“The pensions dispute is at a pivotal stage. People will be deciding in the next few weeks whether we are seriously going to oppose the government’s austerity or are we going to let them get away with attacking our pensions.
We are not where any of us hoped to be following the fantastic strike on 30 November. The decision by many public sector unions to pull back from industrial action was disappointing. It’s best to be frank about that.
But now a smaller number of unions are trying to get fresh mandates from their members to take more concerted action than before.
There are fewer of us, so we need to do more, and at a faster pace than we did before. The meetings between the unions have been altogether more productive and serious than the previous ones at the TUC.
We have agreed we will put a menu of campaign actions to our members, including coordinated strikes, short-duration walkouts, demonstrations, lobbies, protests and targeted action.
The key will be regular meetings between the unions involved. As soon as we have a successful day—as we hope the 28 March will be—we will immediately meet to evaluate how it went and hopefully agree the next action.
Many activists are disappointed that we no longer have the fantastic unity we had on 30 November. That said, you have to be able to point out why we think we can win.
We hope to have action that involves more than one part of the public sector—a minimum of education and the civil service. This shows the government that the fight is broader than over one specific pension scheme.
If we don’t continue the fight, they will have got what they want and will move very swiftly to the next stage of their austerity package.
If we put up resistance now, it will give them the message that people will resist them all the way.
We’ll challenge them on job cuts, pay freezes and privatisation. That’s quite apart from hopefully winning concessions on pensions.
The alternative of not trying is one we would regret for years.
This government has no mandate. It has a number of fronts opening up.
A coordinated concerted opposition from the unions would give confidence to people far beyond the trade union movement.

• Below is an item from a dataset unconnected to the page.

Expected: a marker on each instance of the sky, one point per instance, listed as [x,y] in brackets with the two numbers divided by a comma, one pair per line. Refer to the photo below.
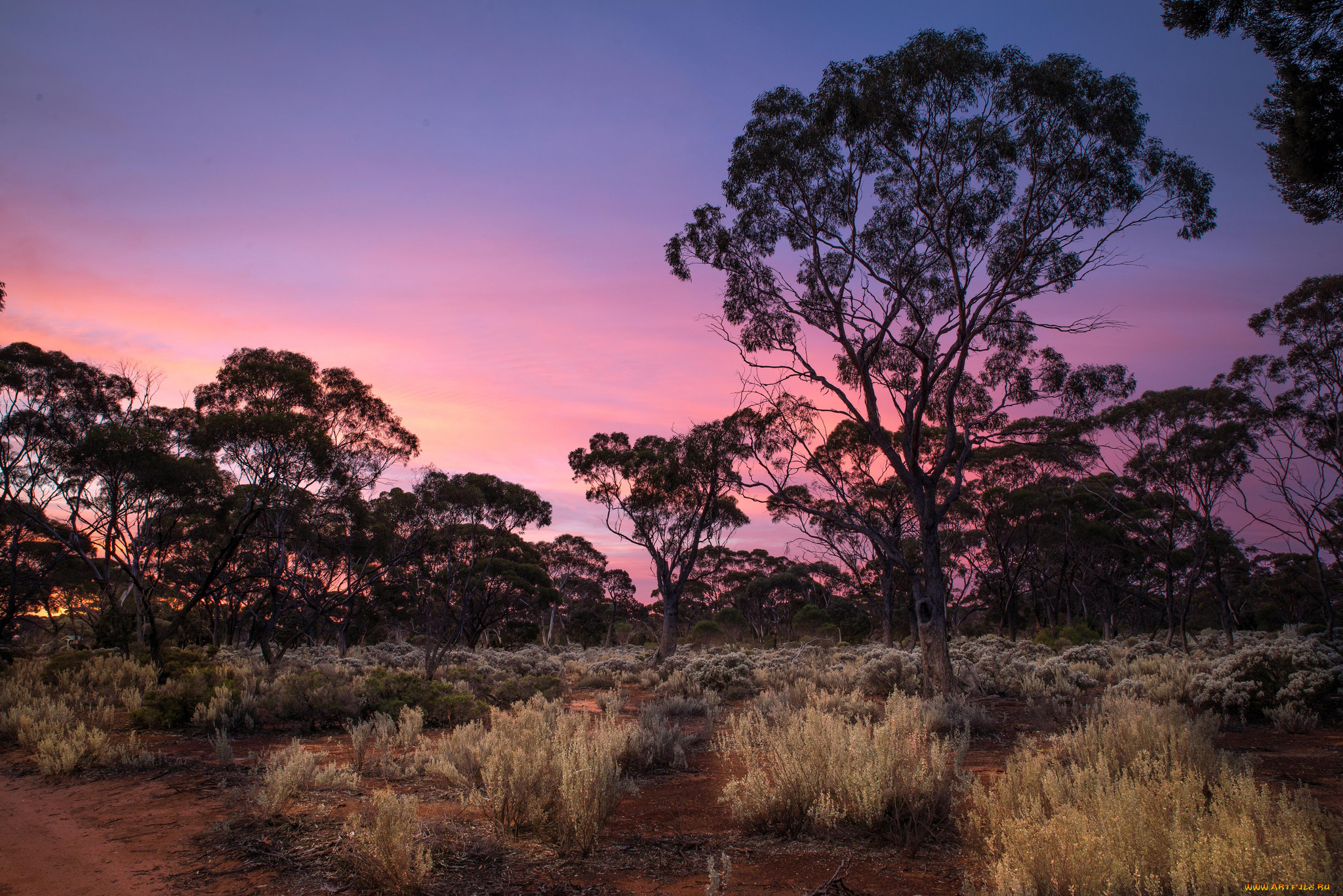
[466,203]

The unions are speaking to a much wider audience than their own members and on a wider issue than just pensions.
People are really open to the notion that the real political opposition to the government at the moment is the unions.
The Labour Party can no longer credibly oppose the plans after signing up to the mainstream of what the government is actually doing.
A strong industrial campaign now could politically resonate with people in the period ahead. From that a number of things become possible.
For example, we will ballot our members over the summer on the possibility of standing candidates in elections.
That idea came directly from the analysis of the situation now. There are too many issues where no one really provides an alternative.
We see the potential to interweave industrial and political campaigning.
The consultation we’re holding now gives us an opportunity. Every union should aim for better votes than we got last year. Then we’d be starting from a position of strength.
If the PCS gets a bigger turnout with a bigger yes vote than we got in May it would show that people are not beaten down. We can turn around to Cabinet Office minister Francis Maude and say we are as determined as ever.
To do that we need one-to-one conversations, leafleting outside offices, workplace meetings, town meetings, and getting together with people from other unions.
If we do that, 28 March could really be the beginning of something more significant than what we had last year.
There are a lot of people, and not just in the government but elsewhere, who actually think we will lose.
So to deliver a massive yes vote puts the government on the back foot and allows us to go in the campaign with confidence.”